In his first solo exhibition at Elika Gallery, Jack Burton presents a series of photographs that revolve around themes of love, lust, sensuality and longing. Individually the photographs capture a glimpse of a fictional romantic scenario, viewed sequentially they act as clues that build up a love story of sorts.
The main body of the exhibition is composed of a series of constructed landscapes imbued with a sense of nostalgia and romanticism.Through a focus on nature and the outdoors these works set the tone of the show and provide the backdrop to the bizarre yet tender narrative that is about to unravel. They are complemented by images that testify to the encounters between the imaginative couple that are the silent protagonists of Kelly.
With work that is acceptant rather than critical of the vocabulary and aesthetics of the predominant visual culture, shaped by the age of the internet, adverstising and the media, Burton enhances the sense of familiarity evoked by the subject-matter of his work; A familiarity that is undermined by the obvious, rather crude editing of the photographs and the unatural hues, which render them strange and invite a close inspection in order for them to be deciphered.
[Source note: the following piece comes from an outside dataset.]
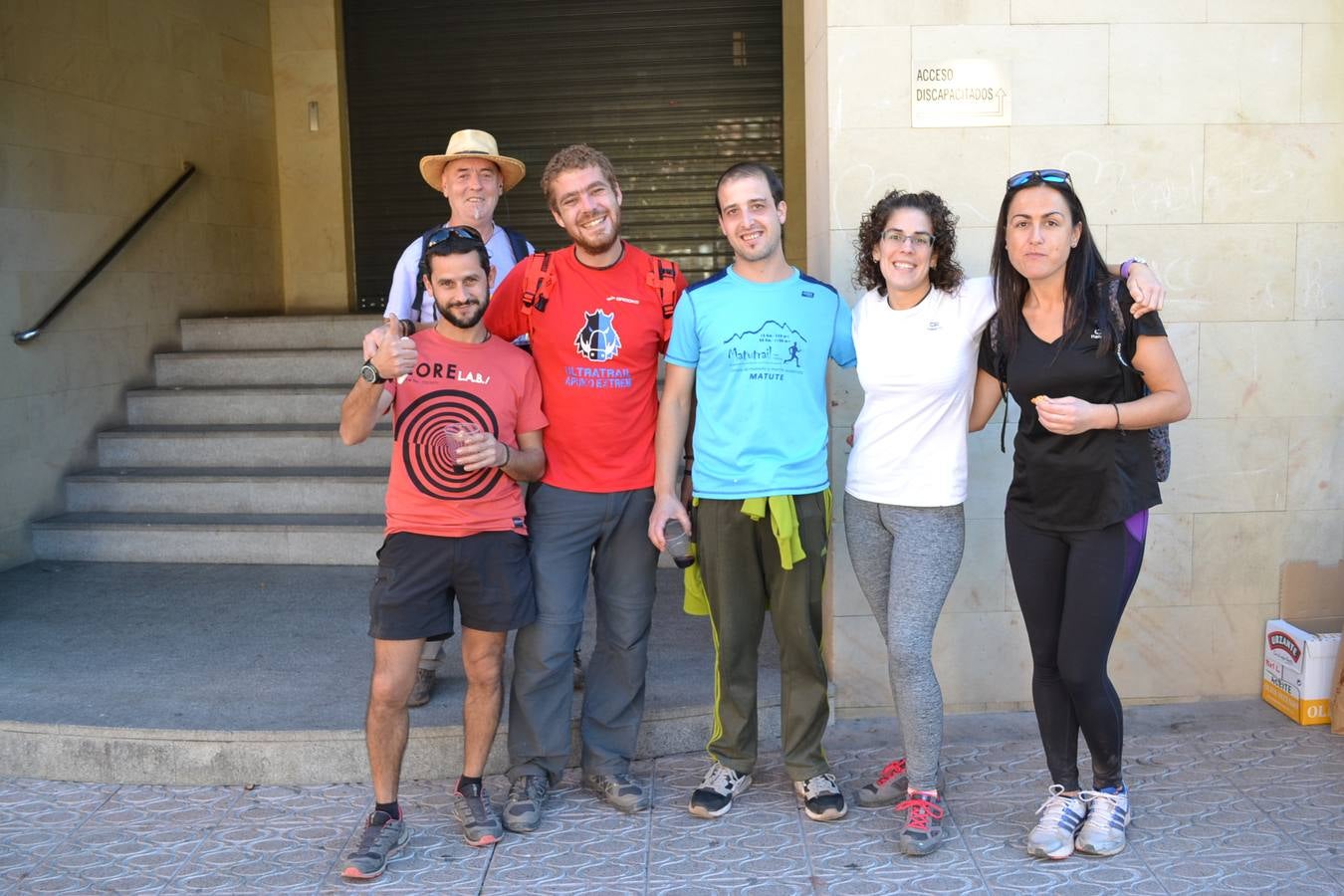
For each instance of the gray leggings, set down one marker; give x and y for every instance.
(905, 559)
Through disrupting these images, both formally, by obscuring the normal structure of the photographic image, and conceptually, Burton slows down the viewing process, allowing for the works to be contemplated and visually enjoyed, a process that stands in contrast to the speed of consumption associated with the saturation of images of the present.
Substituting the sense of directness associated with photography with the directness that characterizes the handmade, hinted at through the heavily gestural photoshop work carried out onto the pictures, as well as the handcrafted, painted frames, Burton’s works open up questions concerning the relationship between photography and the disciplines of painting as well as sculpture, testifying to his interdisciplinary approach.